管理者がリモートで端末を操作する場合、新たにVPNを構築してリモートデスクトップを利用する事が定石だ。しかし、VPNやリモートデスクトップは、導入や運用にコストが掛かる。ゆえに、VPNを使わずにキオスク端末にグローバルIPアドレスを割り当ててリモートデスクトップ接続する運用を取るケースもある。しかし当然だが、この運用はセキュリティ上のリスクが大きい。

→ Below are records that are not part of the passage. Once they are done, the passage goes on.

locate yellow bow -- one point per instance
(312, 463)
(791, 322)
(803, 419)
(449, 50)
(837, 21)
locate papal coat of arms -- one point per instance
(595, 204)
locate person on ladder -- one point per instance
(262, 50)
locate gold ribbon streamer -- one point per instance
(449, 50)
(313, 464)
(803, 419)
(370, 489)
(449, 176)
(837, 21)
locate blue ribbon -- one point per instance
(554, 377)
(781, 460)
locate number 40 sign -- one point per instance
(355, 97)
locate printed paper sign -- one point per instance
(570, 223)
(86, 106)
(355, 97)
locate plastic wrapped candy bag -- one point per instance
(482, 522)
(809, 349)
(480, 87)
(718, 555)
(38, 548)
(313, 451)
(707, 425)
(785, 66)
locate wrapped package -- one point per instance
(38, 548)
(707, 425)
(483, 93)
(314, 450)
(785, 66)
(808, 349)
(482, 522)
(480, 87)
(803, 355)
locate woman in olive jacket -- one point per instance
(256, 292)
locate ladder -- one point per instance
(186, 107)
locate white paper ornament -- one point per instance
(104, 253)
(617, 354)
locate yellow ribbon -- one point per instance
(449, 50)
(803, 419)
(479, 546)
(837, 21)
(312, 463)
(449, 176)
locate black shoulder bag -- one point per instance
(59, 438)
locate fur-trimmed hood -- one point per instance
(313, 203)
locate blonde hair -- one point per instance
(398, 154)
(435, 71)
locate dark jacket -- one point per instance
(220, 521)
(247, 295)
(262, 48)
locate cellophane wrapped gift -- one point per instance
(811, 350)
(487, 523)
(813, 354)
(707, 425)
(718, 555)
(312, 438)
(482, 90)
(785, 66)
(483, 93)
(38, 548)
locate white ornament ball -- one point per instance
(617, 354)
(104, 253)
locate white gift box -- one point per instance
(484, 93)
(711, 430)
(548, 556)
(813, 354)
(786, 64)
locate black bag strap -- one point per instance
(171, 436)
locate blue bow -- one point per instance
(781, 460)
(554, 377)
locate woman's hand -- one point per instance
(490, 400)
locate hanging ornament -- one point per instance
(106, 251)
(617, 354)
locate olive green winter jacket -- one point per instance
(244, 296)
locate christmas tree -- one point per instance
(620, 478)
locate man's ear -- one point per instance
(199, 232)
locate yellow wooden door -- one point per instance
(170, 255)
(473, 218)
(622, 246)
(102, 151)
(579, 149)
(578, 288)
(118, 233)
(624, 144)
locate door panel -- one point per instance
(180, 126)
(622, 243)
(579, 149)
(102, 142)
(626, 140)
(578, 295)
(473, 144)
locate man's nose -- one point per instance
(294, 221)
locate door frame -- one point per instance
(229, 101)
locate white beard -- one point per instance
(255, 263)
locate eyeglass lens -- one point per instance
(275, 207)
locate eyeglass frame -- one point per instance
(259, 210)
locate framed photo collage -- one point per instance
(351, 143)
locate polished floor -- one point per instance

その点、ChromeOS端末でCEUを利用すれば、VPNを用意せずとも安全に遠隔管理ができる。インターネットにつながる環境さえあれば、Google 管理コンソールから「Chromeリモートデスクトップ」経由で画面も確認できる。コスト抑制と安全性を両立しやすい。ハードウェアの故障を除けば、完全なリモート対応で運用できるのは非常に魅力的だ。
Chromebox MicroとCEUを組み合わせれば、簡単かつ低コストに業務用端末を整備できる。超小型ボディーに高い拡張性を備え、ファンレス設計なのは魅力的だ。
従業員に貸与するPCやデジタルサイネージやキオスク端末の導入/運用にあたり、コストに困っている人は、この組み合わせをぜひ検討してみてほしい。